There is of course one answer for each implementation. Look at the javadocs, they often describe these things. http://docs.oracle.com/javase/7/docs/api/
In java, List and Map are using in collections. But i couldn't understand at which situations we should use List and which time use Map. What is the major difference between both of them?
Now would be a good time to read the Java collections tutorial - but fundamentally, a list is an ordered sequence of elements which you can access by index, and a map is a usually unordered mapping from keys to values. (Some maps preserve insertion order, but that's implementation-specific.)
It's usually fairly obvious when you want a key/value mapping and when you just want a collection of elements. It becomes less clear if the key is part of the value, but you want to be able to get at an item by that key efficiently. That's still a good use case for a map, even though in some senses you don't have a separate collection of keys.
There's also Set, which is a (usually unordered) collection of distinct elements.
Map is for Key:Value pair kind of data.for instance if you want to map student roll numbers to their names.
List is for simple ordered collection of elements which allow duplicates.
for instance to represent list of student names.
Map Interface
A Map cares about unique identifiers. You map a unique key (the ID) to a specific
value, where both the key and the value are, of course, objects.
The Map implementations let you do things like search for a
value based on the key, ask for a collection of just the values, or ask for a collection
of just the keys.

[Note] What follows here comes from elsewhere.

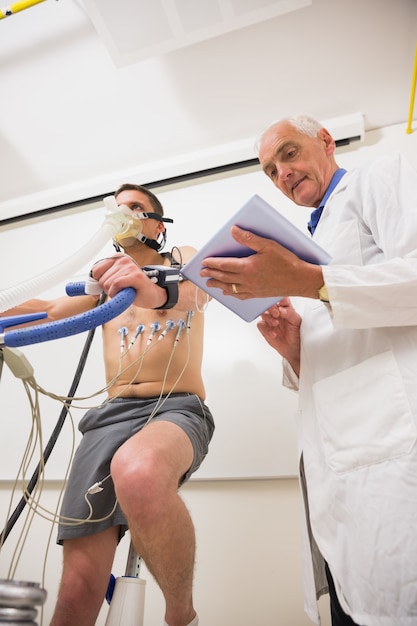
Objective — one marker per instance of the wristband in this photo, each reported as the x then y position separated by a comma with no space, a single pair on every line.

Like Sets, Maps rely on the equals() method to determine whether
two keys are the same or different.
List Interface
A List cares about the index. The one thing that List has that non-lists don't have
is a set of methods related to the index. Those key methods include things like
get(int index), indexOf(Object o), add(int index, Object obj), and so
on. All three List implementations are ordered by index position—a position that
you determine either by setting an object at a specific index or by adding it without
specifying position, in which case the object is added to the end.
list is a linked list, where every object is connected to the next one via pointers. the time it takes to insert a new object to the list is O(1) but the rest of operations on it take longer.
the good thing about it is that it takes exactly the amount of memory you need and not even on byte more than that.
Maps are a data structure that has an array and each entry to the array is calculated with a hashFunction(key) that calculates the location according to the key. almost every operation in a Map taks O(1) (except inserting when there are 2 identical keys) but the space complexity is fairly large.
for more reading try wikipedia's HashMap and linked list
HashList is a data structure storing objects in a hash table and a list.it is a combination of hashmap and doubly linked list. acess will be faster. HashMap is hash table implementation of map interface it is same as HashTable except that it is unsynchronized and allow null values. List is an ordered collection and it allow nulls and duplicates in it. positional acess is possible. Set is a collection that doesn't allow duplicates, it may allow at most one null element. same as our mathematical set.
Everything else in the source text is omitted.